Dealing with this passage creates problems when we try to directly compare James' comments to those of Paul...yet, in all truth, the two are arguing for different things. Paul is discussing how a person ATTAINS salvation, while James is talking about how a person DEMONSTRATES salvation.

Friday, October 3, 2008

On Vice Presidential Debates

I watched the Vice Presidential debate from Washington University with great interest. On the one hand, I watched it like "amateurs" watch Nascar races - to see if there would be any big wrecks. On the other hand, I wanted to see if Sen. Biden and Gov. Palin could articulate their positions, draw distinctions between their respective tickets, and generally represent themselves well.

Well...there were no big wrecks...I guess you will have to tune in for the Sprint Cup race from Talladega this weekend for that! And, overall, both candidates articulated their positions, etc with relatively few gaffes. That said, here are my observations...

1. Who voted for what?
I am really tired of hearing politicians of all stripes talk about who voted for this bill or voted against that bill...when Congress ceases to load bills with pork barrel projects and/or the President is able to use a line item veto, I'll listen. Until then, a politician may vote "against" a "good bill" because it is laden with junk. By so doing, it may force the bill to be reworked so there is less junk in it. Currently a bill is before Congress to "rescue" or "bail out" Wall Street...yet, it is so filled with pork that I hear it oinking all the way from D.C. I would vote against such a bill BECAUSE it is filled with pork. But, that is another story...

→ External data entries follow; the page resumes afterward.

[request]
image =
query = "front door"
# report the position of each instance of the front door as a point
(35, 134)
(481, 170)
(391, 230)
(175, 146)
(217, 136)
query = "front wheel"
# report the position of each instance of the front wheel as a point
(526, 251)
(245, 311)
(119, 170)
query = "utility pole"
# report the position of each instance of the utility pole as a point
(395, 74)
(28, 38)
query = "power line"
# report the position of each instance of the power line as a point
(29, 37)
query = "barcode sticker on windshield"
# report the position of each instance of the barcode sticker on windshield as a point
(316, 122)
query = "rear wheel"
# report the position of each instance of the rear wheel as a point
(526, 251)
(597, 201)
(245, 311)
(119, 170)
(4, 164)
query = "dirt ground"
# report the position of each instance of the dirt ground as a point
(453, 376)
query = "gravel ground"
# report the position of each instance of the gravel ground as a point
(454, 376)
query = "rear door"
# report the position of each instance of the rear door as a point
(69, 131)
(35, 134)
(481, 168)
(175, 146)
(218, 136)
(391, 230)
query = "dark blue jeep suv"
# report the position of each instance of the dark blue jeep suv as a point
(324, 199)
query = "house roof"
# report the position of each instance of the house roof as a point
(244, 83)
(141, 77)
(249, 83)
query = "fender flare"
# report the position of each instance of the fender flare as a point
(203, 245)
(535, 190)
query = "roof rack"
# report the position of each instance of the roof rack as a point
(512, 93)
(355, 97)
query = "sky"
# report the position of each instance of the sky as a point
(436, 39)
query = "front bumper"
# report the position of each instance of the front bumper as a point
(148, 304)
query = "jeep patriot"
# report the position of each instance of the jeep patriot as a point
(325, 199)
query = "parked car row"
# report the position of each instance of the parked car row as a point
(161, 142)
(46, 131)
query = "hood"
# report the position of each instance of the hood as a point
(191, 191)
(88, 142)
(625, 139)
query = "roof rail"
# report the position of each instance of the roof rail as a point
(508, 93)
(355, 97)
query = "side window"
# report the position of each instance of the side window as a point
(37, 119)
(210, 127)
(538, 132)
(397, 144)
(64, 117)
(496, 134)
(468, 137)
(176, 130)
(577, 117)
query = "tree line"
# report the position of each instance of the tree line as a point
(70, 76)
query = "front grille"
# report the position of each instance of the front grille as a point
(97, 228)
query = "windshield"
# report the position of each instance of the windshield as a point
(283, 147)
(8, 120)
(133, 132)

2. Is the Constitution "flexible?"
I was fascinated by the exchange regarding Gwen Ifil's question about the role of the vice president, in light of VP Dick Cheney's view that the role has executive and legislative standing. (This position surfaced in connection with Executive Order 12958 requiring reporting of the handling of classified and declassified documents.) What fascinated me about the exchange was that it was Biden who took a "strict constructionist" position on the role of the VP - despite the fact that on nearly every other issue Biden would disparage strict constructionists (like Robert Bork, etc). More fascinating was that Palin adopted a "doctrinalist" / "developmentalist" approach in arguing for "flexibility." Yet, on nearly every other issue, Palin's views reveal a "strict constructionalist" approach to the Constitution (i.e. Roe v. Wade). What does this mean? In my view it reveals that, on this issue at least, neither candidate...neither candidate....provided a consistent, legal argument...rather, both candidates simply attacked (Biden) or defended (Palin) the current administration (Cheney). This was very disheartening.

3. The Spin
The news media began its spin on the debate immediately. I was fascinated to hear this morning that a CBS poll reports Biden won the debate by a "2-to-1" margin...that's interesting...especially since FOX NEWS had a group of what looked to be about 50 undecided voters, even split between Democrats and Republicans, who watched the debate from A-B headquarters in STL overwhelmingly state Palin won the debate. It was nice to actually hear from citizens who will vote rather than a media-reported survey...

Overall, the debate did not change my vote. It did, however, reassure me that both candidates have a good grasp of the main issues our nation is facing: the economy, jobs, war on terror, etc.